Le président, Eloi Rossier, et le conseiller communal chargé des Constructions, Antoine Cretton, ont repris une par une, devant la presse ce vendredi, les exigences dictées par l’Etat du Valais. Et elles ne semblent pas les préoccuper outre mesure. «La plupart de ces exigences sont déjà remplies par les nouvelles pratiques de l’administration communale, a tenu à souligner Eloi Rossier. Le Conseil communal tiendra rigoureusement compte des recommandations faites par le groupe de travail mandaté par le Conseil d’Etat.» Mais arrivé au point 9 de la présentation, le ton change. Antoine Cretton évoque l’exigence du Conseil d’Etat d’étudier toutes les autorisations viciées délivrées entre 2012 et 2016.
«Cette mesure touche potentiellement de très nombreux dossiers, précise-t-il d’emblée. Au vu du résultat espéré par le gouvernement, cet engagement nous semble disproportionné. Nous devons éviter de surcharger inutilement le service des constructions.» Dans son rapport, le gouvernement cantonal reconnaît en effet que les conditions d’une révocation semblent rarement remplies, les autorisations de construire ayant été délivrées par l’autorité compétente, à savoir la commune.

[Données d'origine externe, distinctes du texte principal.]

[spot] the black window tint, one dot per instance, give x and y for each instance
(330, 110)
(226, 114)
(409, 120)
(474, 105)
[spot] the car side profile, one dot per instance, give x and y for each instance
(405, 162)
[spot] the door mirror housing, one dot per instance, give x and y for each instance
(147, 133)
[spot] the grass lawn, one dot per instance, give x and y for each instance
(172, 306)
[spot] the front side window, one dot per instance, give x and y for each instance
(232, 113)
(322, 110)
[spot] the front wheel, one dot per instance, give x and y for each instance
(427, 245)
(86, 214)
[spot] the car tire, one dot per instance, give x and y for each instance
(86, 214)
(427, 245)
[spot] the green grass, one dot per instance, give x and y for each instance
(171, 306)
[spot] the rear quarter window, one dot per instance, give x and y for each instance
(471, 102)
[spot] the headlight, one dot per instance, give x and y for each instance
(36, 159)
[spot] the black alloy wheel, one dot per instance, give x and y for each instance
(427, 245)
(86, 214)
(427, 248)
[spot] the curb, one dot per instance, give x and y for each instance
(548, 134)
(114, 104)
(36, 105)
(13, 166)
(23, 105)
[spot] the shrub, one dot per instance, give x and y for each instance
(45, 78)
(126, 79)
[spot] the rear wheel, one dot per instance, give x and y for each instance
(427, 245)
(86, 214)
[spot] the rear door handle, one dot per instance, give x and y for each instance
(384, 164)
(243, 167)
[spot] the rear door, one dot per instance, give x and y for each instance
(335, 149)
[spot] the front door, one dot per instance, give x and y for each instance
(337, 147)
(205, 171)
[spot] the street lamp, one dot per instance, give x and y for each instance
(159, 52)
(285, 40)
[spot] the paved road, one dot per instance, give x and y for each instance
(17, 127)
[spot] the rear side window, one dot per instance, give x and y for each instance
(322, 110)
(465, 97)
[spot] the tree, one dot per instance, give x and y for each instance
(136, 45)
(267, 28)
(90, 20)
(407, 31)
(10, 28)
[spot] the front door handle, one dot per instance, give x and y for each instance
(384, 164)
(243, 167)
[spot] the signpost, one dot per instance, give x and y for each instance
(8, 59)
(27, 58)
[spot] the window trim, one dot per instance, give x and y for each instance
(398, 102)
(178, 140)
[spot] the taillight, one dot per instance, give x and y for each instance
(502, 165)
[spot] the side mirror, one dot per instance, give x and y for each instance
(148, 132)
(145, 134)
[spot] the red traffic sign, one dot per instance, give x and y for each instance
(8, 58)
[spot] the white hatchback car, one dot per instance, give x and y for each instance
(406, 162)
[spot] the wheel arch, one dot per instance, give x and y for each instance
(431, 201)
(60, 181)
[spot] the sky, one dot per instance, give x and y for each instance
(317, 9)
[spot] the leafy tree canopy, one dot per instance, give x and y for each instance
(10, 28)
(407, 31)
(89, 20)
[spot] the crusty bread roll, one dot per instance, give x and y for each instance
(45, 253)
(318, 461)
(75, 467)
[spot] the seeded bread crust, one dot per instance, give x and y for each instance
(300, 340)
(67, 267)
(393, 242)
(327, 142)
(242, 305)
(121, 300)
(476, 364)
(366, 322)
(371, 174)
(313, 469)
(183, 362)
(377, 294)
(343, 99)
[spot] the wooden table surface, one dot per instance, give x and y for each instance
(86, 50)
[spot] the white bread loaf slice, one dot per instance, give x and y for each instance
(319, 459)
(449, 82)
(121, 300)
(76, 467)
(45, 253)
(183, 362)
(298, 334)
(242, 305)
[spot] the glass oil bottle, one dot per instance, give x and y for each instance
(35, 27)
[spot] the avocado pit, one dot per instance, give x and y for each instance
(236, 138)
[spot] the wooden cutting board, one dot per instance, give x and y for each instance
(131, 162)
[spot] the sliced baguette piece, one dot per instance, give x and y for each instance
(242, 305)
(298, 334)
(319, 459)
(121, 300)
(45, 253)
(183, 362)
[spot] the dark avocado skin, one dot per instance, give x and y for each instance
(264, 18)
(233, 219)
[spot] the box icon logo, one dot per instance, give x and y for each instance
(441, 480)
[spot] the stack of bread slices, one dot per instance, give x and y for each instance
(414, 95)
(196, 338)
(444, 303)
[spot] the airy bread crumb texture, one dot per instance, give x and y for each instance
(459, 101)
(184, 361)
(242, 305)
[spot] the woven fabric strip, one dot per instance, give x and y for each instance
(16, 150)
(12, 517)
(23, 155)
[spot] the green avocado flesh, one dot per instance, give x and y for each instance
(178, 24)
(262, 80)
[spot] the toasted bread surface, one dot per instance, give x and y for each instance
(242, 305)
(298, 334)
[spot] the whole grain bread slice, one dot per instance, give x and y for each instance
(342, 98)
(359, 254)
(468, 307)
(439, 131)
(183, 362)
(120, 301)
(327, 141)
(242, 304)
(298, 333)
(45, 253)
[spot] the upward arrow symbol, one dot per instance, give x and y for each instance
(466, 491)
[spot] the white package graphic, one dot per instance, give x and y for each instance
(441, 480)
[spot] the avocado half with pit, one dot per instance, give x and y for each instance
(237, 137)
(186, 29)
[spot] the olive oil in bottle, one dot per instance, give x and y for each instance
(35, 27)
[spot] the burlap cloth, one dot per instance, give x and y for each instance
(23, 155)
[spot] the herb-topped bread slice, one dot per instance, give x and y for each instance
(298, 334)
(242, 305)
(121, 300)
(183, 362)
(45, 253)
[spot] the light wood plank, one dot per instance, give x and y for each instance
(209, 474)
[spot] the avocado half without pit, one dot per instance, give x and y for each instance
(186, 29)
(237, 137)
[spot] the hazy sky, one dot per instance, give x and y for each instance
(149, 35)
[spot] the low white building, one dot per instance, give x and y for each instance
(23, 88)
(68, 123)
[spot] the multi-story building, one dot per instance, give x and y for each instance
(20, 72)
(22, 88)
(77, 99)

L’exécutif communal peine donc à comprendre l’utilité d’une telle mesure. Pourtant, le canton est intransigeant à ce sujet. Le conseiller d’Etat chargé du dossier, Jacques Melly, avouait lors de la publication du rapport que «cette analyse est indispensable si l’on veut pouvoir mettre un terme à cette affaire». Pour l’Etat du Valais, la commune ne peut pas préjuger qu’une révocation de l’autorisation de construire est impossible, sans avoir analysé chaque dossier.
Sans vraiment le dire, la commune de Bagnes espère faire changer d’avis les autorités cantonales à ce sujet. Elle demandera à rencontrer le Conseil d’Etat pour éclaircir ce point et connaître l’objectif exact d’une telle exigence.
«La commune cherche à diminuer sa responsabilité»
Lanceur d’alerte dans cette affaire, Gabriel Luisier comprend que les autorités communales soient réticentes à réaliser le travail demandé par le canton. «La commune cherche à diminuer sa propre responsabilité dans cette affaire, afin de ne pas avoir besoin de passer à la caisse.» Il estime que si, après analyse des dossiers, des révocations d’autorisations de construire sont prononcées, les personnes concernées pourraient se retourner contre la commune. «Les propriétaires, qui ont construit de bonne foi puisqu’ils ont obtenu l’accord de la commune, pourraient demander réparation.»
La législation communale, contraire à la loi cantonale, autorisait en effet à soustraire les sous-sols lors du calcul de la densité constructible. Cette pratique permettait de bâtir des piscines, des saunas ou encore des cinémas privés, sans respecter la loi. En avril 2012, un arrêt du Tribunal fédéral tranche la question, mais la pratique persiste. Elle est dévoilée par la presse en août 2015 et le Conseil d’Etat s’empare du dossier. Le rapport rendu ce jeudi par le gouvernement démontre que, depuis avril 2016, ce procédé illicite a cessé, mais 117 dossiers doivent encore être régularisés.